Mayor Tony Vauss is not running in the election on Tuesday, May 10, but as a member of the Irvington NAACP, he said he was also upset at how Witcher organized and ran the forum.

“There were a few things that happened tonight and I spoke to the vice president about it that, if you’re going to have a candidates forum where people are supposed to meet and greet the candidates and speak to them, the candidates have to be there. That’s just basic courtesy that the candidate has to be there, because that’s the whole point behind holding the forum in the first place,” said Vauss on Thursday, April 7.

“To have a forum and allow someone to represent someone else and then be able to read from a paper; I told her afterward, I didn’t agree with that move. And once you hear the reasoning behind that, it’s ‘Oh well, there’s no rules set and we can do that.’ I just think that, for a person of Kathleen Witcher’s stature, that’s not cool, no matter who does it.”

Vauss said he’s participated in NAACP Candidates Night forums in the past, when he ran for the Board of Education, and most recently, when he ran for mayor in 2014, and he never saw anything similar to what occurred at this forum.

“I think Councilman Lyons asked a very valid question: How did she get the questions that were going to be asked at the forum beforehand?” asked Vauss. “I’ve run for mayor and, that same forum, I know that they would have never let me pull anything like that. ‘I can’t be here but, uh, let me have Ras Baraka come here and speak on my behalf.’ They would have been like: ‘What? No, you can’t do that.’ ”

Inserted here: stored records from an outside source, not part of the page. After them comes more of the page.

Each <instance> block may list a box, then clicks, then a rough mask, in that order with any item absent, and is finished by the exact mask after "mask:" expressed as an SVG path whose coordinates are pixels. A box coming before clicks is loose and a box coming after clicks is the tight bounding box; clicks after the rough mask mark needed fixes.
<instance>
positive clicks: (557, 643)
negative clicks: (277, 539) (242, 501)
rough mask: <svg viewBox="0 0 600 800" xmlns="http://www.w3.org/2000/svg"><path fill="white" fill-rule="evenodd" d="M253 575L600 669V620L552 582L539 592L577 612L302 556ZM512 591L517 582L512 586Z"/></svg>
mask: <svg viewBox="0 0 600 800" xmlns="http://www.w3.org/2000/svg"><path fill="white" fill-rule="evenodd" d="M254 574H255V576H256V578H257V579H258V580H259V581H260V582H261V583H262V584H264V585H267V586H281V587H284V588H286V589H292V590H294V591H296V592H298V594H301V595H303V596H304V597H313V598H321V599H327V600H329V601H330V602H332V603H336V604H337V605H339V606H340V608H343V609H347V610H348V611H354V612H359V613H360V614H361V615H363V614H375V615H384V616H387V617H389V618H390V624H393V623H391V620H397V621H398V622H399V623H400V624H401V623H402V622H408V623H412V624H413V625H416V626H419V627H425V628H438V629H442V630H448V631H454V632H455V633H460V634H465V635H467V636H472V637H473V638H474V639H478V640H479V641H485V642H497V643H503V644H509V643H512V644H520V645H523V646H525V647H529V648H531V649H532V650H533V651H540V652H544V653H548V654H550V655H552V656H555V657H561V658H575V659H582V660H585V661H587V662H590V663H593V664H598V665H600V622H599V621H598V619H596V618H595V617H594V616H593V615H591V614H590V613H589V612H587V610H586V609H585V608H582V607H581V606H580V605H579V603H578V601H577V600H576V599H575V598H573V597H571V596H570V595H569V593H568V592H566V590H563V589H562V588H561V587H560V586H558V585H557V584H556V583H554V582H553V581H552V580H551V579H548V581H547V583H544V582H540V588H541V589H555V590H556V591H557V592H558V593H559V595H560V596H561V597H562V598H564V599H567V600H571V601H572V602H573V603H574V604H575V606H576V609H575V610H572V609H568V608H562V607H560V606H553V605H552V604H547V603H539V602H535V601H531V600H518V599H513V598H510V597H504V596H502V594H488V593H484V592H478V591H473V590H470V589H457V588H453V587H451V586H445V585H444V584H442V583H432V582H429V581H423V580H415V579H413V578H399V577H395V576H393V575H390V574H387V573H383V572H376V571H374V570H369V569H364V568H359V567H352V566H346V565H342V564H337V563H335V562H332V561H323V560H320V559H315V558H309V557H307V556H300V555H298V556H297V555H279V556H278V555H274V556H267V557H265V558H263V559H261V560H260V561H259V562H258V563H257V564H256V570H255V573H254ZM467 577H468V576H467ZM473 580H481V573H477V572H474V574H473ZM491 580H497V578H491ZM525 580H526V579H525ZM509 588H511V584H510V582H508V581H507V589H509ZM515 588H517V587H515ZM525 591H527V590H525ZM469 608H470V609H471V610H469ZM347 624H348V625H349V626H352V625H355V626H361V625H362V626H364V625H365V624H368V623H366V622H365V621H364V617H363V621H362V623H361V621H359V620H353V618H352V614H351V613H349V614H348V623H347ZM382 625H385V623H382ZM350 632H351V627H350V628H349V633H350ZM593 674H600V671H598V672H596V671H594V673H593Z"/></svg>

Shabazz said he knows exactly how Cathy Southerland got the questions in advance, because he got them the same way. Harris said he also got the questions prior to the forum.

Both Shabazz and Harris said they believed Lyons, Vauss and anyone else with a problem with how the forum was organized was making much ado about nothing.

“I’m not a member of the NAACP, but I was involved in a Candidates Night Forum the last time I ran for an at large seat on the council in 2014 and there was nothing wrong with what happened at this forum,” said Shabazz on Thursday, April 7. “It wasn’t a debate. It was a forum. So she gave the topics that would be addressed and there’s nothing wrong with that at all.

“They didn’t say they didn’t get them. That was just a beef to pick. All they had to do was push their agenda and that’s what we saw from the incumbents at this debate — that they don’t have an agenda. They continuously talked about the mayor’s agenda, but they didn’t say how they are representing their constituents and things that their constituents told them that they wanted them to address.

“The council must be independent of the mayor’s office. That’s why they have separate elections, right? You can vote for the council, you can vote for the mayor. So we want to know what agenda has the council developed when they talked to their residents in their ward, not simply carrying out the political agenda of the mayor. That’s not what this is about. You work with him, not for him.”